# Table 220.42: Lighting Load Demand Factors



## paulgarett (May 8, 2012)

I teach electrical construction. I have load calculation worksheets for residential service panels. These worksheets are calculated as follows:

The Lighting Load Demand Factor (Table 220.42) is calculated AFTER adding together the General Lighting Load per Table 220.12 and Small Appliance Circuit Load per 220.52(A) and (B).

Article 220.42, however, states: "The demand factors specified in Table 220.42 shall apply to that portion of the total branch circuit load calculated for GENERAL ILLUMINATION. They shall not be applied in determining the number of branch circuits for general illumination."

I interpret "General Illumination" to be the load calculated according to 220.12; not 220.12 plus 220.52. I can not find in the code book where "General Illumination" is defined. According to my load calculation worksheets, "General Illumination" includes the Small Appliance and Laundry Loads (220.52). 
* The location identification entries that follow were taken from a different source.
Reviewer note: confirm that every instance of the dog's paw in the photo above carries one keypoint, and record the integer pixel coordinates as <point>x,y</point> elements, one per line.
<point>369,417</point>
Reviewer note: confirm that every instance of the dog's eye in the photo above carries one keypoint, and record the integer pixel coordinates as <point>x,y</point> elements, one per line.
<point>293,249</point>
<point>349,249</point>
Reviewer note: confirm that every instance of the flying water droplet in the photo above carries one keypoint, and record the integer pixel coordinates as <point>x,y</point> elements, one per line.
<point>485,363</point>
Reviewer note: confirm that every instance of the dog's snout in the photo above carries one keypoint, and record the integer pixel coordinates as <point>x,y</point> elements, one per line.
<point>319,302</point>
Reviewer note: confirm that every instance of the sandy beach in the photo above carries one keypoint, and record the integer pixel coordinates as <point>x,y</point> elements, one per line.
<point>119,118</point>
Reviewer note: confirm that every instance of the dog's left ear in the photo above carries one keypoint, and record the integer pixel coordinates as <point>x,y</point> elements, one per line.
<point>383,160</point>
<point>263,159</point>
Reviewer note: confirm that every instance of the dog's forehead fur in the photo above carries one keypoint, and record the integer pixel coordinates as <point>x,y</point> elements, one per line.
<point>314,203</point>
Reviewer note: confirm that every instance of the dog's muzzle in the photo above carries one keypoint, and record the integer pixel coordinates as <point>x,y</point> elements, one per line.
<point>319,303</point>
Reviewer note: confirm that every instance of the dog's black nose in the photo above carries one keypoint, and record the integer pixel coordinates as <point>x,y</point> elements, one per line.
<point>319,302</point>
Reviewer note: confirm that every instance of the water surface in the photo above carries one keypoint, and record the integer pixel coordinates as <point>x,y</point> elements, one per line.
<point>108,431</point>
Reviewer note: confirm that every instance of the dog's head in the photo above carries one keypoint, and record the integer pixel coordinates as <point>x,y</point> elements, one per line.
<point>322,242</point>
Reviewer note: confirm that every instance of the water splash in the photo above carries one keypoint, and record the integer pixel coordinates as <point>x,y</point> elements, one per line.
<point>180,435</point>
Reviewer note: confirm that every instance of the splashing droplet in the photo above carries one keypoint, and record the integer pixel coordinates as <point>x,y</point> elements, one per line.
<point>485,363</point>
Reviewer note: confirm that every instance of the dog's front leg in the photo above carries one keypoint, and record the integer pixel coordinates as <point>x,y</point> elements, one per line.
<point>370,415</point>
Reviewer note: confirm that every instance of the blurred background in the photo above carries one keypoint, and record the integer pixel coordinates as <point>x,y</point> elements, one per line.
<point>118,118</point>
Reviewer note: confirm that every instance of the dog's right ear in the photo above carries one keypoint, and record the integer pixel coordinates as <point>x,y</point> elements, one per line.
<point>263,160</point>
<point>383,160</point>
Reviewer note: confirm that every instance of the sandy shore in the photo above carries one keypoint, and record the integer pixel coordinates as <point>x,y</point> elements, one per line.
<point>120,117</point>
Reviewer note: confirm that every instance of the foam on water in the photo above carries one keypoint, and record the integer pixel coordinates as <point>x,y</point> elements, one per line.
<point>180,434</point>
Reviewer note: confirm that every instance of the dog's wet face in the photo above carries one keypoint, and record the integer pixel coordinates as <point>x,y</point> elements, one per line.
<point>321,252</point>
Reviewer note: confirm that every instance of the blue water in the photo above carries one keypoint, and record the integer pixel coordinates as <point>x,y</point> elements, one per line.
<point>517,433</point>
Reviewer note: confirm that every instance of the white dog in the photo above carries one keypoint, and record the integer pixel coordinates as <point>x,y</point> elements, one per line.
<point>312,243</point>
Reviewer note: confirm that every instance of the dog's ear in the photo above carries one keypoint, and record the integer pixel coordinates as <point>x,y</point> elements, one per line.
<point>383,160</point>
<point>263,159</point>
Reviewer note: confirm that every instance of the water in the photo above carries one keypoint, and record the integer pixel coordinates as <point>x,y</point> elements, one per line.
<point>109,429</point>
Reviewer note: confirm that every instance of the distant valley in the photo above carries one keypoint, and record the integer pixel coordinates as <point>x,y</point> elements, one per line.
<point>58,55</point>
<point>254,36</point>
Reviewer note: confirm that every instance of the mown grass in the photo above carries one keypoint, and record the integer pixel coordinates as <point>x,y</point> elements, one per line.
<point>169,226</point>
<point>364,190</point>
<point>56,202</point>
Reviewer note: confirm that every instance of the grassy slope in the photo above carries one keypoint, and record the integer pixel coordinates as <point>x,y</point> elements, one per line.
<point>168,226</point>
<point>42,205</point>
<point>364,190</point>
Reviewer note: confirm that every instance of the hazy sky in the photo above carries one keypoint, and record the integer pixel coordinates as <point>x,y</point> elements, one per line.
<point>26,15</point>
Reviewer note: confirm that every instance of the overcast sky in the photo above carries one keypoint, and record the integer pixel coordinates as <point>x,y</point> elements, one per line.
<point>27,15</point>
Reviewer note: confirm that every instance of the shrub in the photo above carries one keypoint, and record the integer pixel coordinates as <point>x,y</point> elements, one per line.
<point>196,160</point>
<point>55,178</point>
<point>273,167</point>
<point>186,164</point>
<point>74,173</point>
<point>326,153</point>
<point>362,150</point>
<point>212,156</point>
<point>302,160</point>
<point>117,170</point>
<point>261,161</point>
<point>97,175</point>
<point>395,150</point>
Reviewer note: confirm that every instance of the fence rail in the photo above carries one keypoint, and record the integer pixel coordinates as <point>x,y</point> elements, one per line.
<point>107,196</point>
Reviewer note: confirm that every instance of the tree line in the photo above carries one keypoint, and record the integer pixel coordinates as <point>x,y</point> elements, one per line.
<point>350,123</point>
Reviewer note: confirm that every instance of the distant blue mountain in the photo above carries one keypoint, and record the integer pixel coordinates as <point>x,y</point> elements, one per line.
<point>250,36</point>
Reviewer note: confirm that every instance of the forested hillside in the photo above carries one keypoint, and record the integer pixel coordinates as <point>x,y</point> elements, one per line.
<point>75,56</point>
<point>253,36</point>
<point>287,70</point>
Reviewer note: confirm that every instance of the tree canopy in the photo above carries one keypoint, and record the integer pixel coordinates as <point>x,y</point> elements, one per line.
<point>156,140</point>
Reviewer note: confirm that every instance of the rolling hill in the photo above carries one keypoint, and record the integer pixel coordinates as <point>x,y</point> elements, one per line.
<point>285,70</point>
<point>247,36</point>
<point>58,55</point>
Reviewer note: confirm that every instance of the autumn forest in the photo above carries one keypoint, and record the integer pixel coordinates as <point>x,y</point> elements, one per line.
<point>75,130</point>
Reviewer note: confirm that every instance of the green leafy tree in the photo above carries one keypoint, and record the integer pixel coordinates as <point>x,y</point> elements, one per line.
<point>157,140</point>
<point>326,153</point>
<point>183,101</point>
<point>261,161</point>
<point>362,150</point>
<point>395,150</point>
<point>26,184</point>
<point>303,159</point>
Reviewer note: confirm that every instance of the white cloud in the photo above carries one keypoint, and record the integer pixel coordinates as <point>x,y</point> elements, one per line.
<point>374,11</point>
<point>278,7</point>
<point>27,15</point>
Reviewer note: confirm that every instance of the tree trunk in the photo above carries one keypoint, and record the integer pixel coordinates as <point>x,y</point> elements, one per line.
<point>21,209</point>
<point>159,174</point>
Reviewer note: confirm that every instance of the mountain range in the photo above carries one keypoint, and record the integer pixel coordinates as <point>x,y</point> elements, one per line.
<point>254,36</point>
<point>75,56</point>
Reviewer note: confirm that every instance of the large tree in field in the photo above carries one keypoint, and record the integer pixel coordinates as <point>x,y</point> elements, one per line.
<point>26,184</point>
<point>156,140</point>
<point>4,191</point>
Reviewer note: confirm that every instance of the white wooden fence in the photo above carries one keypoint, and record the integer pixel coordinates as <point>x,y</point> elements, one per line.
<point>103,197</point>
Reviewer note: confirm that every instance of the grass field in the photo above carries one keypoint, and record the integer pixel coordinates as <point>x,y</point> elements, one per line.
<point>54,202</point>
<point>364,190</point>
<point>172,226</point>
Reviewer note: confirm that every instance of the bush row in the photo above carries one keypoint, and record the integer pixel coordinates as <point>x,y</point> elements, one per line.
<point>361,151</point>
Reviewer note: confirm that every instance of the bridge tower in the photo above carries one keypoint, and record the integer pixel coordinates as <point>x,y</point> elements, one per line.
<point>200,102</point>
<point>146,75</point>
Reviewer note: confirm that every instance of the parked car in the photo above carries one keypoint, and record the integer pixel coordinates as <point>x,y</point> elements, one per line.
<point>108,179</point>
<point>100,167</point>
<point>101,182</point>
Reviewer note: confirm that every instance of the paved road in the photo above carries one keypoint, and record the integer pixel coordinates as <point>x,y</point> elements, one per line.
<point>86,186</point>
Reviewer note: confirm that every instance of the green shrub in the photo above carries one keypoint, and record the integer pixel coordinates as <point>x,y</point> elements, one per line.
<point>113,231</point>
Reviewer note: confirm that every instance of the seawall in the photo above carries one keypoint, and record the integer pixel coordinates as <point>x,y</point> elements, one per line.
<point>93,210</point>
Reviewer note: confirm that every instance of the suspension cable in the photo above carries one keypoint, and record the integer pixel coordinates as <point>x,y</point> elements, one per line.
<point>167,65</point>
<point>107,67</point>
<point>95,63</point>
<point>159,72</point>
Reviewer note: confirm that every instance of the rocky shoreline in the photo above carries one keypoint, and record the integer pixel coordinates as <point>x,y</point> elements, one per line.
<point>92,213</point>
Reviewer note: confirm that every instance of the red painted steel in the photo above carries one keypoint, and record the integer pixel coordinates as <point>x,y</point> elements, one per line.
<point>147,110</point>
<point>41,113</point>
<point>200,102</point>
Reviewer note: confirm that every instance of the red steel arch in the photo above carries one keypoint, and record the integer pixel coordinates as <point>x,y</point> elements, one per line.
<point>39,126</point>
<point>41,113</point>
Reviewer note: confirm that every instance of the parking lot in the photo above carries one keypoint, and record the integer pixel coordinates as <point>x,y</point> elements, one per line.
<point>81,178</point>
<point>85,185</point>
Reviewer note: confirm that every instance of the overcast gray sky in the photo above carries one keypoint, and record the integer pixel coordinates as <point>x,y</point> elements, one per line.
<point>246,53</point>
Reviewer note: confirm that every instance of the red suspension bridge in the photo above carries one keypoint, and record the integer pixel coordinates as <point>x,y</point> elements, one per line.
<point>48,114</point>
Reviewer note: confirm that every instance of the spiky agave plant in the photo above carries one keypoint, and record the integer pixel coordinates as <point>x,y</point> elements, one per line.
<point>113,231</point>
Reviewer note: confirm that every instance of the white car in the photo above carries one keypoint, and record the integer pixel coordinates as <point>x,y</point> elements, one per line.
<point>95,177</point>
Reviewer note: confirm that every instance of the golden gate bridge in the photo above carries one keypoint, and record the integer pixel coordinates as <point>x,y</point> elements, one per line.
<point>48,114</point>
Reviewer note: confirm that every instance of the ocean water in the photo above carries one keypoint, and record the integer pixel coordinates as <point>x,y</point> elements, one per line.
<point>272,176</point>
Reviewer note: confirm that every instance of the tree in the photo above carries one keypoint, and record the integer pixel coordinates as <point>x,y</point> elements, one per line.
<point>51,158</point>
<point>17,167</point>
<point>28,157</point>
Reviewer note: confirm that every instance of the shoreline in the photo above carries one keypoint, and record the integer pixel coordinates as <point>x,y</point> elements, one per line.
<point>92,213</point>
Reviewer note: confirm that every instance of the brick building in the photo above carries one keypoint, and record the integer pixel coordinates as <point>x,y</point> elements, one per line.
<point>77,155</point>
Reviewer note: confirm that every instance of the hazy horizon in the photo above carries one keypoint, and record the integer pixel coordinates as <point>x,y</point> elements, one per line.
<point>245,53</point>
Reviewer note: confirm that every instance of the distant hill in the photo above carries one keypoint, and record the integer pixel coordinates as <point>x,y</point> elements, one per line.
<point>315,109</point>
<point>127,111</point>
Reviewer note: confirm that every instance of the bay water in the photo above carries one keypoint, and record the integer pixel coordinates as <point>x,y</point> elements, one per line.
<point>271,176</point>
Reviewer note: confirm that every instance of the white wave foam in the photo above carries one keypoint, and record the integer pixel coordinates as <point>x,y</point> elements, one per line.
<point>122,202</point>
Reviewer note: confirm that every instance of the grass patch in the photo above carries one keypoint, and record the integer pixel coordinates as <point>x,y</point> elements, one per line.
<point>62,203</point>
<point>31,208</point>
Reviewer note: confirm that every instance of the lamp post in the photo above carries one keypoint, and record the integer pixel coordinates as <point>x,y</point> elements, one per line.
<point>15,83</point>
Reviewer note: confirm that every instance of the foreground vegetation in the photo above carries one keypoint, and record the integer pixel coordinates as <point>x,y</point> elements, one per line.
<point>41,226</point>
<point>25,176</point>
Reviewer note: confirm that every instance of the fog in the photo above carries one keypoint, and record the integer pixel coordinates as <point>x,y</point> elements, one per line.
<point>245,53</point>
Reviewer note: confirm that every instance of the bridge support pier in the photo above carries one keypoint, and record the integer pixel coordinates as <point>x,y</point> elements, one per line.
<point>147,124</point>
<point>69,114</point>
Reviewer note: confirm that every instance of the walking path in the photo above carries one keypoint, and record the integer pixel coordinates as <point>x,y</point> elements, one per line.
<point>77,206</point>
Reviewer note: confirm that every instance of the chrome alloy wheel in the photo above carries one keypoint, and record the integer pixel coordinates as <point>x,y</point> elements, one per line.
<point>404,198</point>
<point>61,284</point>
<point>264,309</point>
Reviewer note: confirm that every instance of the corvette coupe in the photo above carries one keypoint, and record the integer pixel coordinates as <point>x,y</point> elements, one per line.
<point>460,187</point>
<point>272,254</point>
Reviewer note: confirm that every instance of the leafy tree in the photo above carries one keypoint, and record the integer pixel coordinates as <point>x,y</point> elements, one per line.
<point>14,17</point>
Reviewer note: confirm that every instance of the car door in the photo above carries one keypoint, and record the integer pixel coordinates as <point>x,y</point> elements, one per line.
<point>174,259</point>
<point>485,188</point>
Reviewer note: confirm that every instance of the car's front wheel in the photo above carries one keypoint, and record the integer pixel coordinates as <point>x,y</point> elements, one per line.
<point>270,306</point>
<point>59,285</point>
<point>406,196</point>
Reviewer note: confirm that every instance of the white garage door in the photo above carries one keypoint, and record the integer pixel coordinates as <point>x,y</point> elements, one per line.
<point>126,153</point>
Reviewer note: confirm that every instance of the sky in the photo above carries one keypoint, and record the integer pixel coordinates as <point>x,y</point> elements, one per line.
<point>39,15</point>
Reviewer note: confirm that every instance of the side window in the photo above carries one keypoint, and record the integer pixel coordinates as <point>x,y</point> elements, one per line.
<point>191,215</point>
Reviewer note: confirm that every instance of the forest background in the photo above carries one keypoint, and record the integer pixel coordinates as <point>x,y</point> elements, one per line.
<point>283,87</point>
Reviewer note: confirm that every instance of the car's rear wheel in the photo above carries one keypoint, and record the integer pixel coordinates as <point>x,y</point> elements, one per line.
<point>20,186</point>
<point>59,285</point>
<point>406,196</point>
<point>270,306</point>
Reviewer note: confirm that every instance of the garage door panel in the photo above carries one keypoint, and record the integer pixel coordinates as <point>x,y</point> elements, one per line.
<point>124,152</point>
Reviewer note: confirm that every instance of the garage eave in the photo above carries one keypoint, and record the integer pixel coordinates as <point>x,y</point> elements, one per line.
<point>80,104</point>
I think article 220.42 applies only to 220.12; not 220.12 plus 220.52. 

Any suggestions or comments?
Thank you.


----------



## itsunclebill (Jan 16, 2007)

There is an excellent residential calculations Excel spreadsheet available at Mike Holt's website - look under "free stuff".

Looking this over should answer your questions.

Also, look at the examples for calcs in the code book - example D1(a) in the 2011 NEC

The square foot calc for lighting, small appliance branch circuits, and the laundry circuit are lumped together to get the "general lighting demand load".

This is pretty basic stuff and if you aren't up on it I'd suggest you go through a review class yourself if you're teaching people.


----------



## wildleg (Apr 12, 2009)

what he said ^. or better yet, buy a mike holt cd - it walks you through the entire section step by step


----------



## paulgarett (May 8, 2012)

I am an expert at what I do. I am interpreting the code book as I read it. So maybe Mike Holt (I've read many of his books) may be wrong; or is simply following the example in the Annex of the NEC.

Read Article 220.42. The title of this code is "General Lighting." It states, "The demand factors specified in Table 220.42 shall apply to that portion of the total branch-circuit load calculated for general illumination.

The code does not define "General Illumination." The only place in the code where General Illumination is defined somewhat is Table 220.12, footnote 'a', see 220.14(J), which states general lighting load includes all general use receptacles, outdoor outlets, and basement/garage/accessory building outlets. 

So......I am interpreting the code just as it says. I believe Table 220.42 does not include Small Appliances and Laundry load. 

I see the examples in the Annex of the code. The demand factors include the small appliance and laundry load. 

I think the code should be revised or edited to be more clear. Article 220.42 should state the demand factors include the small appliance load, not just "General Illumination." 

I should write the code making panel. Need to find that form.


----------



## itsunclebill (Jan 16, 2007)

You may be an expert, but the language in 220-52 (A) and (B) is pretty plain - add laundry and small appliance circuits to the general illumination calculation to calculate demand factors.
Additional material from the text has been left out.